Reputation: 8055
Interested in the scala spark implementation of this split-column-of-list-into-multiple-columns-in-the-same-pyspark-dataframe
Given this Dataframe:
| X | Y|
+--------------------+-------------+
| rent|[1,2,3......]|
| is_rent_changed|[4,5,6......]|
| phone|[7,8,9......]|
I want A new Dataframe with exploded values and mapped to my provided col names:
colNames = ['cat','dog','mouse'....]
| Column|cat |dog |mouse |.......|
+--------------------+---|---|--------|-------|
| rent|1 |2 |3 |.......|
| is_rent_changed|4 |5 |6 |.......|
| phone|7 |8 |9 |.......|
Tried:
val out = df.select(col("X"),explode($"Y"))
But its wrong format and i dont know how to map to my colNames list:
X | Y |
---------------|---|
rent |1 |
rent |2 |
rent |3 |
. |. |
. |. |
is_rent_changed|4 |
is_rent_changed|5 |
In the link above, the python solution was to use a list comprehension:
univar_df10.select([univar_df10.Column] + [univar_df10.Quantile[i] for i in range(length)])
But it doesn't show how to use a provided column name list given the column names are just the index of the columns.
Upvotes: 1
Views: 1865
Reputation: 22635
Actually it's not as complicated.What dataframe's select
expects, is just list of Column
object and we can create that list programatically:
val columns = List("cat", "mouse", "dog")
.zipWithIndex
.map{ case (header, idx) => $"y"(idx).alias(header) }
Then only thing we need to do is just use it in select
:
val df = List(("rent", Array(1,2,3)), ("is_rent_changed", Array(3,4,5))).toDF("x", "y")

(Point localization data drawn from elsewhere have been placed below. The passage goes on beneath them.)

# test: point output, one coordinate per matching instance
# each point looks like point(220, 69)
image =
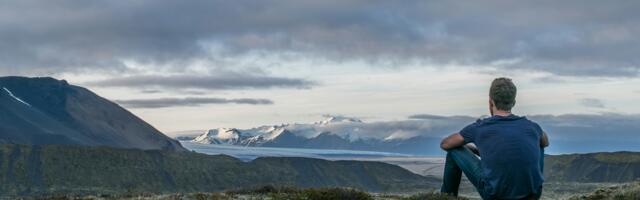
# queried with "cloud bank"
point(575, 38)
point(214, 82)
point(190, 101)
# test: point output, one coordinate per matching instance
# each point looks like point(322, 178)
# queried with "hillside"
point(59, 169)
point(593, 167)
point(629, 191)
point(49, 111)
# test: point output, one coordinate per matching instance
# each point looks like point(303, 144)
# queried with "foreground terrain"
point(57, 169)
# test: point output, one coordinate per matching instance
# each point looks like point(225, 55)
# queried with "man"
point(511, 150)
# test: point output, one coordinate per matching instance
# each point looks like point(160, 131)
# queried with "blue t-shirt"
point(510, 154)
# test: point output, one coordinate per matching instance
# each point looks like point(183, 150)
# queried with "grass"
point(269, 192)
point(629, 191)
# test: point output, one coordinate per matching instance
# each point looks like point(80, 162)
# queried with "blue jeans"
point(461, 160)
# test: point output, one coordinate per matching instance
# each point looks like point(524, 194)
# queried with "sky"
point(194, 65)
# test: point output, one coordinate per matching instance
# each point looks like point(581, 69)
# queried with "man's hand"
point(473, 148)
point(453, 141)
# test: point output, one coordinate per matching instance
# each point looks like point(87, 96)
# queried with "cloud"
point(592, 103)
point(190, 101)
point(215, 82)
point(438, 117)
point(574, 38)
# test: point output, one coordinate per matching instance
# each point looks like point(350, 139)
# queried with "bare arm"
point(544, 140)
point(452, 141)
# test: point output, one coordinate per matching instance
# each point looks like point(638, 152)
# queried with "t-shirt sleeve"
point(469, 132)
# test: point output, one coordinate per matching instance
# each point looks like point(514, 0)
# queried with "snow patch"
point(15, 97)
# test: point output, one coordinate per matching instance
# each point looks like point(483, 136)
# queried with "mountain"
point(593, 167)
point(50, 111)
point(69, 170)
point(335, 132)
point(629, 191)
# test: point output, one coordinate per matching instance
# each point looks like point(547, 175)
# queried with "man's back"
point(510, 154)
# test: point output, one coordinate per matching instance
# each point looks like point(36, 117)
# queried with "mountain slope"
point(49, 111)
point(332, 133)
point(593, 167)
point(37, 170)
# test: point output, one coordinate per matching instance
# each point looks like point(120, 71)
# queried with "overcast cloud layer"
point(576, 38)
point(215, 82)
point(189, 101)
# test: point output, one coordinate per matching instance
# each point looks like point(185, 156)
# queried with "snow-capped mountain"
point(336, 132)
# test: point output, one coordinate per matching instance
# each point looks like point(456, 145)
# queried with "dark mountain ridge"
point(63, 169)
point(49, 111)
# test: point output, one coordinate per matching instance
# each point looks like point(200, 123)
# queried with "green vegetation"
point(593, 168)
point(270, 192)
point(74, 170)
point(624, 192)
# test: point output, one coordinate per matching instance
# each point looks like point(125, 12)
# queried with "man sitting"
point(511, 150)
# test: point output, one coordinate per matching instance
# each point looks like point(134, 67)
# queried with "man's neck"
point(501, 113)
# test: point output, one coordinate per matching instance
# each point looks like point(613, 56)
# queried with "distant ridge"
point(44, 110)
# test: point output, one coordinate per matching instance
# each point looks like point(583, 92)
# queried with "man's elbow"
point(544, 144)
point(445, 146)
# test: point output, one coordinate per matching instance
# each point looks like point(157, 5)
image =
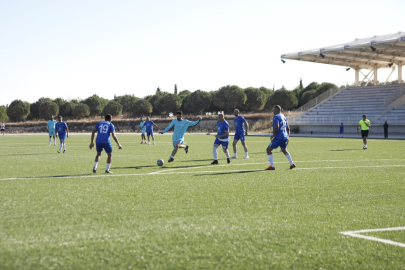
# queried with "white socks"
point(215, 153)
point(288, 156)
point(270, 157)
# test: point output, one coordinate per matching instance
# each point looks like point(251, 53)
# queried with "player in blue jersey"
point(341, 130)
point(51, 130)
point(149, 129)
point(222, 137)
point(143, 128)
point(180, 127)
point(63, 133)
point(104, 129)
point(241, 130)
point(280, 137)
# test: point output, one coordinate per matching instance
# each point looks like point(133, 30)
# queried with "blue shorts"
point(282, 142)
point(239, 136)
point(107, 147)
point(178, 141)
point(224, 143)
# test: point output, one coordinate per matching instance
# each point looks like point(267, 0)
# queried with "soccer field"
point(189, 214)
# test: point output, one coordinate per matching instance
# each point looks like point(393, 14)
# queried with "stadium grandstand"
point(384, 102)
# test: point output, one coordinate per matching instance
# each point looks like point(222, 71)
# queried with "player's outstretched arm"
point(92, 138)
point(116, 140)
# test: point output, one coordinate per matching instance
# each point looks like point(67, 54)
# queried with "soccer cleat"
point(292, 166)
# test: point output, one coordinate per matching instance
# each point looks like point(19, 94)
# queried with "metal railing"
point(310, 104)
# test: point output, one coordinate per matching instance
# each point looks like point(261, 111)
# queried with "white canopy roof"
point(366, 53)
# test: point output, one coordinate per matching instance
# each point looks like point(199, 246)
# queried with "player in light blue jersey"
point(51, 130)
point(149, 129)
point(104, 129)
point(222, 137)
point(280, 137)
point(241, 130)
point(63, 133)
point(180, 127)
point(143, 128)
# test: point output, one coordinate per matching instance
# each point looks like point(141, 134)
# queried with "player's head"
point(108, 117)
point(277, 109)
point(179, 115)
point(221, 117)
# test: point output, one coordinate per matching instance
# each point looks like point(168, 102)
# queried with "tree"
point(142, 107)
point(81, 110)
point(197, 101)
point(3, 114)
point(168, 103)
point(66, 109)
point(18, 110)
point(229, 97)
point(154, 98)
point(59, 101)
point(255, 99)
point(127, 102)
point(286, 99)
point(47, 109)
point(96, 104)
point(34, 107)
point(113, 107)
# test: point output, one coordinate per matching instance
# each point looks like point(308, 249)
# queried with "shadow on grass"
point(339, 150)
point(227, 173)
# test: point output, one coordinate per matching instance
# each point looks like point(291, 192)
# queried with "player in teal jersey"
point(180, 128)
point(51, 130)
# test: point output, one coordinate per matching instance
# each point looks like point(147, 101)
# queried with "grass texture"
point(56, 214)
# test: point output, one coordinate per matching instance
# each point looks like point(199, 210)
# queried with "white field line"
point(385, 241)
point(173, 171)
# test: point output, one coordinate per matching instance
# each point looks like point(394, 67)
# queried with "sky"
point(74, 49)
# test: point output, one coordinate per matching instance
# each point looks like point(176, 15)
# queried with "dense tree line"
point(226, 98)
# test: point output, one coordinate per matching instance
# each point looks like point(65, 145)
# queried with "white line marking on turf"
point(172, 171)
point(385, 241)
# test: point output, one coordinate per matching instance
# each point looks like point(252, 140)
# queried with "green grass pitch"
point(56, 214)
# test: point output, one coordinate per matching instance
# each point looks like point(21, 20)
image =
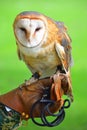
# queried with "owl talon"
point(33, 79)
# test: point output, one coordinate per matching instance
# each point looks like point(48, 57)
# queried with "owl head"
point(31, 28)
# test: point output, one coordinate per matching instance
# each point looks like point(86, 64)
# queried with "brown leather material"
point(22, 98)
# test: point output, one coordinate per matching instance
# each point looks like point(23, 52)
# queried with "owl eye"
point(37, 29)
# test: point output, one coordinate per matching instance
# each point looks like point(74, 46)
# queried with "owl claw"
point(33, 79)
point(62, 81)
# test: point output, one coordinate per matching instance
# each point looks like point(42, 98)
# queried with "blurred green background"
point(13, 72)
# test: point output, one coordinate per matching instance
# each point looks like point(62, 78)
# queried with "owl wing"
point(63, 46)
point(19, 53)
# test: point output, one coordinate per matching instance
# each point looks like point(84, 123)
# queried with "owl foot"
point(62, 85)
point(33, 79)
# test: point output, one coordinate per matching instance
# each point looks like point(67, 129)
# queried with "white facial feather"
point(30, 33)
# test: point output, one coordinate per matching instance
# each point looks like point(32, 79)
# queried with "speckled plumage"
point(44, 58)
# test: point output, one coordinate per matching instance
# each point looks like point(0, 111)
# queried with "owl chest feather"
point(42, 60)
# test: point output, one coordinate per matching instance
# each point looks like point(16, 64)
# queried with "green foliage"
point(13, 72)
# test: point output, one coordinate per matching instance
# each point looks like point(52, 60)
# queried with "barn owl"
point(43, 44)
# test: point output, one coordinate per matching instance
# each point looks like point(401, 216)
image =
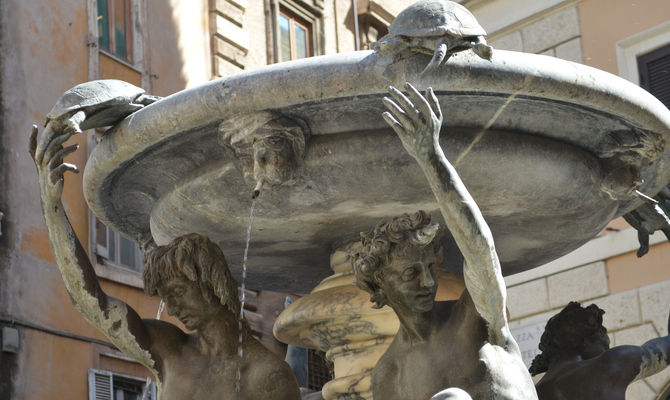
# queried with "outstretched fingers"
point(404, 104)
point(32, 146)
point(57, 173)
point(60, 155)
point(398, 113)
point(434, 103)
point(395, 125)
point(55, 145)
point(419, 101)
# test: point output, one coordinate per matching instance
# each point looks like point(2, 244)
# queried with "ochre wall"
point(605, 22)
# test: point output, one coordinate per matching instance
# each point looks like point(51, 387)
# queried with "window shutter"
point(654, 70)
point(100, 385)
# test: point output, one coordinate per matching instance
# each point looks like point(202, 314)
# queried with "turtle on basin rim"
point(98, 103)
point(438, 27)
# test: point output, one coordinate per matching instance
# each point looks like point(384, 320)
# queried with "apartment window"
point(109, 246)
point(115, 34)
point(654, 69)
point(297, 30)
point(107, 385)
point(116, 249)
point(294, 37)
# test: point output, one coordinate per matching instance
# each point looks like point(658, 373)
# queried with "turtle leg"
point(643, 238)
point(438, 57)
point(146, 99)
point(482, 49)
point(75, 121)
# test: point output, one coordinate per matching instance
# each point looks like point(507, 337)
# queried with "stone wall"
point(554, 33)
point(632, 316)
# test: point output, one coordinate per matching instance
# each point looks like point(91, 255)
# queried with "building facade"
point(50, 352)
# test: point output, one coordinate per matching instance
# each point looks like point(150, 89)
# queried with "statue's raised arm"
point(417, 121)
point(119, 322)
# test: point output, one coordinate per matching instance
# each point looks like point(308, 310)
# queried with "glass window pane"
point(100, 233)
point(120, 29)
point(300, 41)
point(127, 252)
point(112, 245)
point(284, 39)
point(103, 25)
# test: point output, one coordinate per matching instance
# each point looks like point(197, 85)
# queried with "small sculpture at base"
point(462, 344)
point(191, 276)
point(579, 365)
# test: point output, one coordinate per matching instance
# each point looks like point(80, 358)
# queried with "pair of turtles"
point(97, 103)
point(437, 27)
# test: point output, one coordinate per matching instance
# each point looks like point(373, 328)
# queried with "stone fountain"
point(550, 150)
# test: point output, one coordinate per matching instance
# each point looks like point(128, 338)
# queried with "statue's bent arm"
point(118, 321)
point(417, 121)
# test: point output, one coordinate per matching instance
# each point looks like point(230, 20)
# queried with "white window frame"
point(140, 54)
point(641, 43)
point(101, 385)
point(105, 266)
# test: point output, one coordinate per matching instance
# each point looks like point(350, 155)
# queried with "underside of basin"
point(535, 140)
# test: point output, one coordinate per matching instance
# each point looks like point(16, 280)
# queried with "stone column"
point(338, 318)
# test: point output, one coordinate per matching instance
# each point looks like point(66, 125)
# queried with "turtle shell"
point(435, 18)
point(94, 94)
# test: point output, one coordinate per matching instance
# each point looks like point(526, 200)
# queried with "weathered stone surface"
point(528, 298)
point(223, 67)
point(232, 32)
point(229, 51)
point(550, 31)
point(655, 305)
point(511, 41)
point(640, 390)
point(570, 51)
point(582, 283)
point(621, 310)
point(636, 335)
point(350, 151)
point(230, 11)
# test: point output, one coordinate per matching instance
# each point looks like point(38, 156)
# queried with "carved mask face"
point(409, 282)
point(184, 300)
point(273, 160)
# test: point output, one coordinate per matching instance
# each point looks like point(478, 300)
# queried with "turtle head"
point(439, 55)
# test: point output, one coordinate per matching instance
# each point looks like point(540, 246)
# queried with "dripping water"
point(161, 307)
point(240, 324)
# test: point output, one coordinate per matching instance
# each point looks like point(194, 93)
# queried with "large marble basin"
point(538, 142)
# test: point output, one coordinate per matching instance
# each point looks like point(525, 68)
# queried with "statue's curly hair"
point(566, 332)
point(199, 260)
point(389, 239)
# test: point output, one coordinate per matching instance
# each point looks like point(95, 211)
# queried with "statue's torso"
point(457, 354)
point(191, 375)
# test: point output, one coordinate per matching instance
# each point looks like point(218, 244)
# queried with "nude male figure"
point(579, 363)
point(191, 276)
point(463, 344)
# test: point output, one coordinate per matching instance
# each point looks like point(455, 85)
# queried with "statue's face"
point(184, 300)
point(409, 282)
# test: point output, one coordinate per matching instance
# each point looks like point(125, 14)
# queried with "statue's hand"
point(417, 120)
point(46, 149)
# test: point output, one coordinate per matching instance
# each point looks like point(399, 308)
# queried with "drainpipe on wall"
point(355, 12)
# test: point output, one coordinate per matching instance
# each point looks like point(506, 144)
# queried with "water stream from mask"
point(240, 348)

df.select($"x" :: columns : _*).show()
Output:
+---------------+---+-----+---+
| x|cat|mouse|dog|
+---------------+---+-----+---+
| rent| 1| 2| 3|
|is_rent_changed| 3| 4| 5|
+---------------+---+-----+---+
Of course you could also inline it.
Upvotes: 1
Reputation: 314
I have come up with a solution which is based on certain assumptions.
1. Each array row will have the same number of elements. 2. We have the column names in an Array[String] 3. We know the expected number of values in the Array to be split into columns.var df1 = df
where df
is your input DF. For eg:-
+---+---------+
| id| value|
+---+---------+
| 1|[A, B, C]|
| 2|[D, E, F]|
+---+---------+
val columns = Array("cat","dog","sheep")
columns
is the array of column names.
for(i<-1 to columns.length)
df1 = df1.withColumn(columns(i-1),'value.getItem(i-1))
+---+---------+---+---+-----+
| id| value|cat|dog|sheep|
+---+---------+---+---+-----+
| 1|[A, B, C]| A| B| C|
| 2|[D, E, F]| D| E| F|
+---+---------+---+---+-----+
You can now drop the value column if you want. Hope this works for you!
Upvotes: 1